The Office of the Comptroller of the Currency’s (OCC) Comptroller’s Handbook booklet, “Model Risk Management,” (August 2021) mentions eight categories of risk commonly encountered by financial institutions: credit risk, interest rate risk, liquidity risk, price risk, operational risk, compliance risk, strategic risk, and reputation risk. Models play a significant role in each of these categories and require lifecycle governance to manage the associated risks effectively.

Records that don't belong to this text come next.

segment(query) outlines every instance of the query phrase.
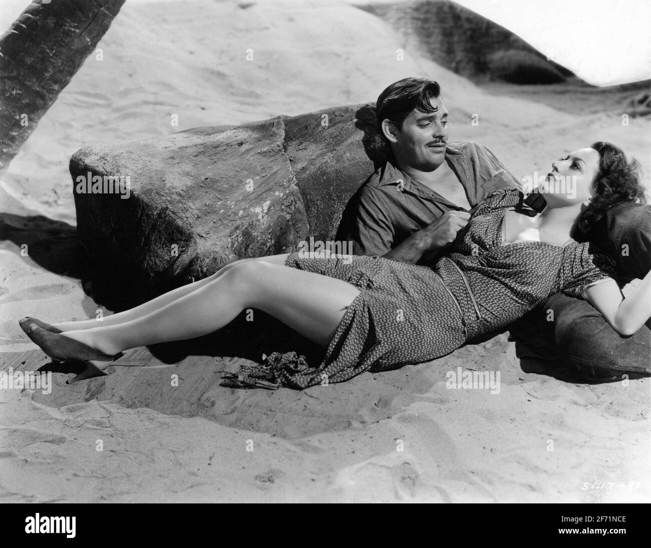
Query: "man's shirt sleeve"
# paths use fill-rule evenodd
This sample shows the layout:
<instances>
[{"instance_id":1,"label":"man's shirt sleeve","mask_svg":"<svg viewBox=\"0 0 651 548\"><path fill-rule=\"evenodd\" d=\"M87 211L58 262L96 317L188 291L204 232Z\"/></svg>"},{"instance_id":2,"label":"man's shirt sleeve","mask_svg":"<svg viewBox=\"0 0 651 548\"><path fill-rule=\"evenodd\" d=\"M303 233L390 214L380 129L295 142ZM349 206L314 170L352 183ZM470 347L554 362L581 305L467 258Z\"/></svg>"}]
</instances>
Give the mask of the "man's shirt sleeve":
<instances>
[{"instance_id":1,"label":"man's shirt sleeve","mask_svg":"<svg viewBox=\"0 0 651 548\"><path fill-rule=\"evenodd\" d=\"M486 148L482 144L478 146L479 148L479 156L484 161L488 163L492 168L493 173L498 173L500 171L503 171L503 173L501 174L501 179L502 184L500 185L501 188L509 188L509 187L516 187L522 189L522 183L518 180L516 177L509 171L499 161L497 157L493 154L492 151ZM503 186L502 185L503 185Z\"/></svg>"},{"instance_id":2,"label":"man's shirt sleeve","mask_svg":"<svg viewBox=\"0 0 651 548\"><path fill-rule=\"evenodd\" d=\"M372 187L363 187L344 213L337 239L352 241L355 255L383 255L393 245L393 223L380 194Z\"/></svg>"}]
</instances>

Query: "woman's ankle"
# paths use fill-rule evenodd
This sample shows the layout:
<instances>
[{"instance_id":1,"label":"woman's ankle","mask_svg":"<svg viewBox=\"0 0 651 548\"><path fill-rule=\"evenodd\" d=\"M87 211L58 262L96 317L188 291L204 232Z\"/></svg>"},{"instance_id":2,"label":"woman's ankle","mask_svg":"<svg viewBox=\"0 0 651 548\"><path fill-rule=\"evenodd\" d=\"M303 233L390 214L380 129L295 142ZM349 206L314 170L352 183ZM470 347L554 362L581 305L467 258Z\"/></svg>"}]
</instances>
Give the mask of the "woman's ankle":
<instances>
[{"instance_id":1,"label":"woman's ankle","mask_svg":"<svg viewBox=\"0 0 651 548\"><path fill-rule=\"evenodd\" d=\"M104 354L113 356L118 352L122 351L122 349L116 347L110 342L107 342L104 338L100 338L96 334L85 330L69 331L62 333L64 336L70 337L78 342L81 342L91 348L94 348Z\"/></svg>"}]
</instances>

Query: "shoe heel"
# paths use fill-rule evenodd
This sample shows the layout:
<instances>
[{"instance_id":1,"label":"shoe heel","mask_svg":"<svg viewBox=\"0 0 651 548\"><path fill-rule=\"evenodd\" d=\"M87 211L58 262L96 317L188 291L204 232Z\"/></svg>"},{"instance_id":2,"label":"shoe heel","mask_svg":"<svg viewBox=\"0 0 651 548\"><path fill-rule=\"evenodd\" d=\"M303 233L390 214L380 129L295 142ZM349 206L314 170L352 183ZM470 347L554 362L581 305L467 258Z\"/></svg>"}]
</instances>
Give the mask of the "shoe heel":
<instances>
[{"instance_id":1,"label":"shoe heel","mask_svg":"<svg viewBox=\"0 0 651 548\"><path fill-rule=\"evenodd\" d=\"M70 380L66 381L66 384L72 385L79 381L84 381L86 379L92 379L94 377L105 377L108 374L108 373L105 371L102 371L97 366L93 365L92 363L87 363L86 364L86 368L83 371L79 373L79 375L73 377Z\"/></svg>"}]
</instances>

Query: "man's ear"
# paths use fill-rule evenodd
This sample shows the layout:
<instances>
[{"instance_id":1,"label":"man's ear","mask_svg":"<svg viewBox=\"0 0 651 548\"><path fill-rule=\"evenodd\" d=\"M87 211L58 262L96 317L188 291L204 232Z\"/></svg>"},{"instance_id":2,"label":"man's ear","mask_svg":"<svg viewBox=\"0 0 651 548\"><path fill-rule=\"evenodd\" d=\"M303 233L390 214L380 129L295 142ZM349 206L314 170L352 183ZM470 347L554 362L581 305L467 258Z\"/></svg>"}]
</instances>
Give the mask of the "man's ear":
<instances>
[{"instance_id":1,"label":"man's ear","mask_svg":"<svg viewBox=\"0 0 651 548\"><path fill-rule=\"evenodd\" d=\"M398 138L396 137L396 134L398 133L398 128L391 120L388 118L384 118L384 120L382 120L381 127L382 133L389 140L389 143L398 142Z\"/></svg>"}]
</instances>

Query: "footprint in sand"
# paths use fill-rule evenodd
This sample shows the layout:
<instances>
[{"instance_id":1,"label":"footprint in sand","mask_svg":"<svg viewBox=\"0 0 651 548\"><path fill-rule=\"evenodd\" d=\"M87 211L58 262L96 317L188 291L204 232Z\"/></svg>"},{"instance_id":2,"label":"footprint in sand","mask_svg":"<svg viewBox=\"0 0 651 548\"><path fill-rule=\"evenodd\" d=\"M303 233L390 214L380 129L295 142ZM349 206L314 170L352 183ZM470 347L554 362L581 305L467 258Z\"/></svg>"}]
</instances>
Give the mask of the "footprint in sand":
<instances>
[{"instance_id":1,"label":"footprint in sand","mask_svg":"<svg viewBox=\"0 0 651 548\"><path fill-rule=\"evenodd\" d=\"M391 467L391 479L398 499L413 499L421 485L421 474L408 462Z\"/></svg>"}]
</instances>

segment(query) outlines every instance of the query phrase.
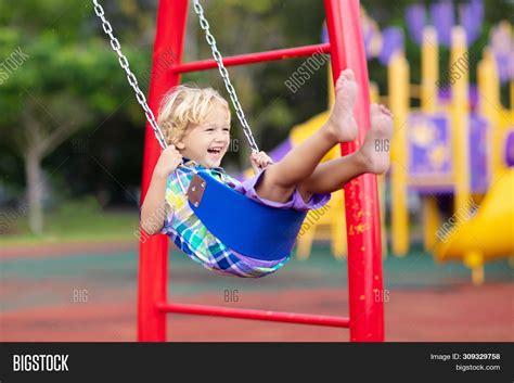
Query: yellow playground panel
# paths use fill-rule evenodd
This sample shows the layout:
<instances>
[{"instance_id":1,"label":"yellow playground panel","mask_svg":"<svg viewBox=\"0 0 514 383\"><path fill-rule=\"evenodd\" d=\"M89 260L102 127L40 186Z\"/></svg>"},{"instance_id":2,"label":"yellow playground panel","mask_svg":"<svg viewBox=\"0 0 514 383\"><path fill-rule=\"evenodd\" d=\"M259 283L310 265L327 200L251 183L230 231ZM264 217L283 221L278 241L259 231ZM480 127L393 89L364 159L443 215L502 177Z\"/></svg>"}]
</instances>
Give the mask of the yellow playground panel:
<instances>
[{"instance_id":1,"label":"yellow playground panel","mask_svg":"<svg viewBox=\"0 0 514 383\"><path fill-rule=\"evenodd\" d=\"M509 23L503 23L501 27L509 28L511 33ZM479 284L484 280L485 261L514 256L513 169L504 162L506 137L514 127L514 87L511 80L511 107L506 110L500 101L500 80L494 59L486 49L477 67L477 111L472 114L470 106L468 65L462 65L458 80L451 81L449 102L439 102L439 53L435 29L426 27L423 41L422 82L419 88L414 88L419 89L420 110L410 107L413 87L410 86L409 63L403 52L397 53L388 67L391 85L388 99L395 115L390 169L393 252L398 256L409 252L407 195L409 189L415 190L422 196L425 250L434 252L440 261L464 261L473 270L473 281ZM467 59L465 33L462 27L455 26L452 30L450 76L455 73L455 63L463 58ZM419 118L420 115L422 118ZM477 122L484 124L483 136L473 136L473 129L476 128L473 124ZM446 130L436 131L436 123L442 123ZM427 157L433 168L437 169L445 161L449 164L448 168L416 177L412 173L412 148L425 145L437 135L440 137L441 131L447 133L447 145L433 145ZM479 168L477 171L473 165L479 156L476 150L478 144L485 148L481 152L483 155L485 153L484 171L478 176L487 180L487 188L477 191L473 189L472 181L476 173L481 170ZM440 192L453 194L455 212L454 229L450 230L444 243L438 242L436 235L442 225L437 206L437 194ZM475 217L459 218L473 216L470 206L479 200L483 202Z\"/></svg>"}]
</instances>

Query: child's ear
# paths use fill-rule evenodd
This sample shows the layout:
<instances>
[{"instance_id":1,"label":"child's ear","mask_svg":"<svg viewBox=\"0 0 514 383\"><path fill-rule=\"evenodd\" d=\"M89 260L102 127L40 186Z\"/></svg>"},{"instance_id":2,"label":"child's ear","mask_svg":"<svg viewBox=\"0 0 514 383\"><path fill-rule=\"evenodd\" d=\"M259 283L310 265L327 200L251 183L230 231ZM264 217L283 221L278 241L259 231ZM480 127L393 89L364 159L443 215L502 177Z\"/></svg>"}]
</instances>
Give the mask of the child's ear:
<instances>
[{"instance_id":1,"label":"child's ear","mask_svg":"<svg viewBox=\"0 0 514 383\"><path fill-rule=\"evenodd\" d=\"M177 148L179 150L183 150L185 148L184 143L182 141L179 141L179 140L174 141L174 145L175 145L175 148Z\"/></svg>"}]
</instances>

Generally, the early implementation of model risk management guidance (SR 11-7, OCC 2011-12, etc.) focused governance over financial models because of their direct impact on financial statements and management decision-making. Model inventory’s have broadened to include much more than just financial models due to digital transformation; the ramp-up and use of AI & machine learning modeling methodologies. Recognizing that models may produce an estimate is only the beginning of an assessment that should include documenting and testing for data bias, algorithmic bias, and related tangential risks; for example, reputational damage or strategic risks depending on the third/fourth party handling of data and methodology implications to accomplish the initial modeling objective. Robust validation, continuous monitoring, and transparent documentation help to ensure accuracy, reliability, and adherence to regulatory requirements. Simply executing traditional MRM frameworks may not be enough to capture risks or interdependencies that span across the risk appetite. Collaboration with other risk areas such as Compliance can help drive a broader conversation and comprehensive risk assessment. Gap analysis can then highlight where exposures exist and control frameworks can be updated accordingly.
Adhering to these governance practices ensures that model risks across these categories are identified and controlled to maintain regulatory compliance, accuracy, and transparency in decision-making. This approach ensures a holistic and structured framework to govern AI models, enabling institutions to capitalize on the benefits of AI while safeguarding against potential risks.